LONDON – Rights campaigners warned yesterday that the Iranian people stood to suffer from raised tensions between Washington and Tehran.
The Committee for the Defense of the Iranian People’s Rights (CODIR), founded in 1981 by Iranian exiles and trade union activists, called on labor, peace, and democratic movements worldwide to be on the alert against a possible conflict between the two countries.
CODIR’s executive council held an emergency meeting over the weekend after U.S. President Donald Trump and his government put Tehran “on notice” last week over its recent unsuccessful test of the Khorramshahr medium-range ballistic missile.
The White House followed up that threat with sanctions against 13 Iranian individuals and a dozen companies it claimed were linked to the missile program.
CODIR pointed out that the 2015 nuclear energy accord between Iran, the U.S., and other powers prohibited research into nuclear weapons but not missiles with conventional warheads like the one launched.
The campaign’s concerns were further raised by U.S. Defense Secretary James Mattis’s comments on his visit to Japan on Saturday, where he said Iran was “the single biggest state sponsor of terrorism in the Middle East.
“We have seen their misconduct, their misbehavior, from Lebanon and Syria to Bahrain and to Yemen, and it’s got to be addressed at some point,” Mattis added.
On Friday, the U.S. sent the destroyer USS Cole to the Yemeni coast to protect warships of the Saudi-led invasion coalition from anti-ship missiles launched by coastal defense forces loyal to the Iranian-backed rebel regime in Sanaa.
CODIR warned the real victims of increased tension will be the people of Iran, as renewed sanctions could plunge the already fragile economy of the Islamic Republic into deeper recession.

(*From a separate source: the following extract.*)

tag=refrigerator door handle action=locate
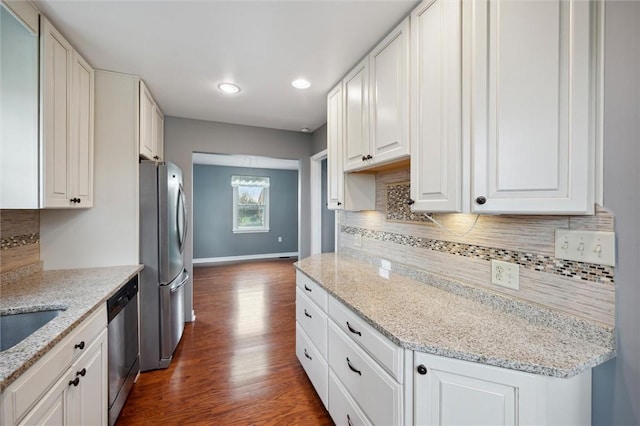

Assistant general secretary Jamshid Ahmadi said, “There are belligerent voices in both the United States and Iran who have an interest in stirring up tension to suit their own purposes.
“Any push towards a conflict between the two countries will have disastrous implications for the Middle East region and, most importantly, the peace process in Syria.”
Mr. Ahmadi warned that fundamentalist radicals in Tehran, indifferent to the nuclear accord, would exploit the situation.
“The political atmosphere could create a situation in Iran in which reform and the campaign for human and democratic rights take a back seat,” he said.
“Iranian campaigners for human and democratic rights, including trade union rights, will no doubt suffer.”